UNDERSTANDING MULTIPLE SCLEROSIS
Danny Buckland explains multiple sclerosis in plain language, and outlines treatments on offer and in development
WHAT IS MS?
Multiple sclerosis (MS) is a neurological condition that damages the central nervous system. The body’s immune system attacks and degrades a fatty tissue coating, called myelin, that surrounds and protects the nerve fibres of the brain and spinal cord.
The term refers to the multiple areas of tissue hardening (sclerosis) that disrupt signals from the brain to all parts of the body.

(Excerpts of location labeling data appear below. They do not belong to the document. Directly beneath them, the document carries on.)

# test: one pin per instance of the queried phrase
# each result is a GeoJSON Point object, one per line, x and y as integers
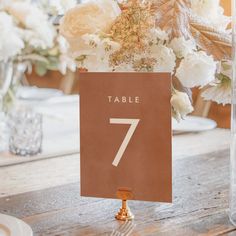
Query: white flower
{"type": "Point", "coordinates": [57, 7]}
{"type": "Point", "coordinates": [225, 68]}
{"type": "Point", "coordinates": [38, 32]}
{"type": "Point", "coordinates": [10, 42]}
{"type": "Point", "coordinates": [165, 58]}
{"type": "Point", "coordinates": [196, 69]}
{"type": "Point", "coordinates": [182, 47]}
{"type": "Point", "coordinates": [181, 104]}
{"type": "Point", "coordinates": [212, 12]}
{"type": "Point", "coordinates": [90, 17]}
{"type": "Point", "coordinates": [157, 34]}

The MS Society sums up the impact by likening the body’s central nervous system to the electrical supply in a home. If the wiring is faulty, lights flicker, the TV jumps channels and computers freeze. In MS, the appliances are different parts of the body that can malfunction causing pain, discomfort and disability.

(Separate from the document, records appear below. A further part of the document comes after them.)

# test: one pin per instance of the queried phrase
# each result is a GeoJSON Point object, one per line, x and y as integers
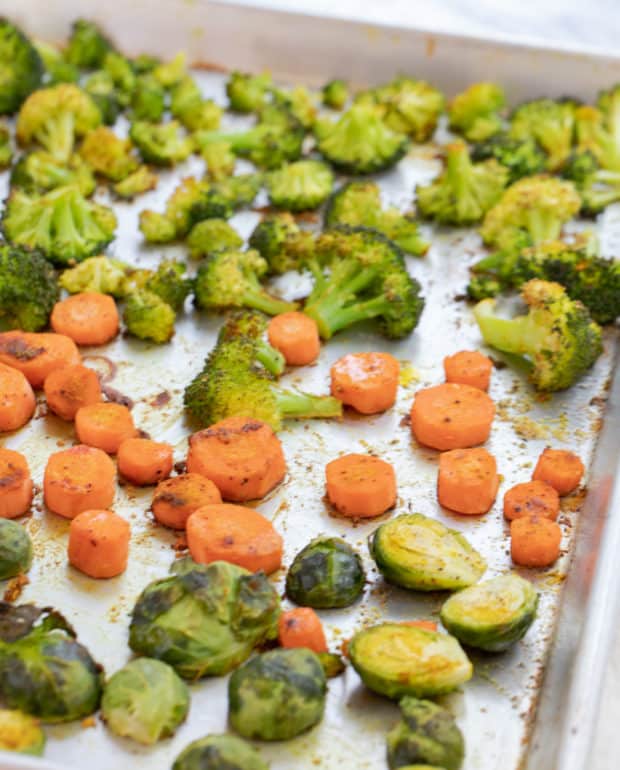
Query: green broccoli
{"type": "Point", "coordinates": [54, 117]}
{"type": "Point", "coordinates": [476, 112]}
{"type": "Point", "coordinates": [21, 70]}
{"type": "Point", "coordinates": [28, 289]}
{"type": "Point", "coordinates": [367, 279]}
{"type": "Point", "coordinates": [359, 142]}
{"type": "Point", "coordinates": [62, 224]}
{"type": "Point", "coordinates": [464, 191]}
{"type": "Point", "coordinates": [359, 203]}
{"type": "Point", "coordinates": [300, 186]}
{"type": "Point", "coordinates": [557, 337]}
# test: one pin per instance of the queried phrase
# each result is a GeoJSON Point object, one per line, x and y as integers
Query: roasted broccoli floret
{"type": "Point", "coordinates": [367, 280]}
{"type": "Point", "coordinates": [62, 224]}
{"type": "Point", "coordinates": [54, 117]}
{"type": "Point", "coordinates": [359, 142]}
{"type": "Point", "coordinates": [464, 191]}
{"type": "Point", "coordinates": [28, 289]}
{"type": "Point", "coordinates": [557, 336]}
{"type": "Point", "coordinates": [359, 203]}
{"type": "Point", "coordinates": [21, 70]}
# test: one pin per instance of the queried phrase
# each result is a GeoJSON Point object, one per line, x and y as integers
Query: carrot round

Relapsing and remitting MS strikes in cycles that can be days, weeks or months apart and, although the patient can make a good recovery, each relapse can take its toll on the myelin sheath. At this stage, MS is an inflammatory condition. Over time, the majority of these patients will reach the progressive phase, which is known as secondary progressive MS, which is dominated by accumulating and irreversible disability. Some 15 per cent of people have progressive disease from the outset.
Although not fatal, it can weaken the immune system and people can die from complications related to MS. Symptoms include mental and physical fatigue, visual problems, difficulties with speech and swallowing, cognitive impairment, balance and co-ordination issues, along with muscle stiffness and pain. No two cases are the same and symptoms can vary in duration and intensity making life unpredictable.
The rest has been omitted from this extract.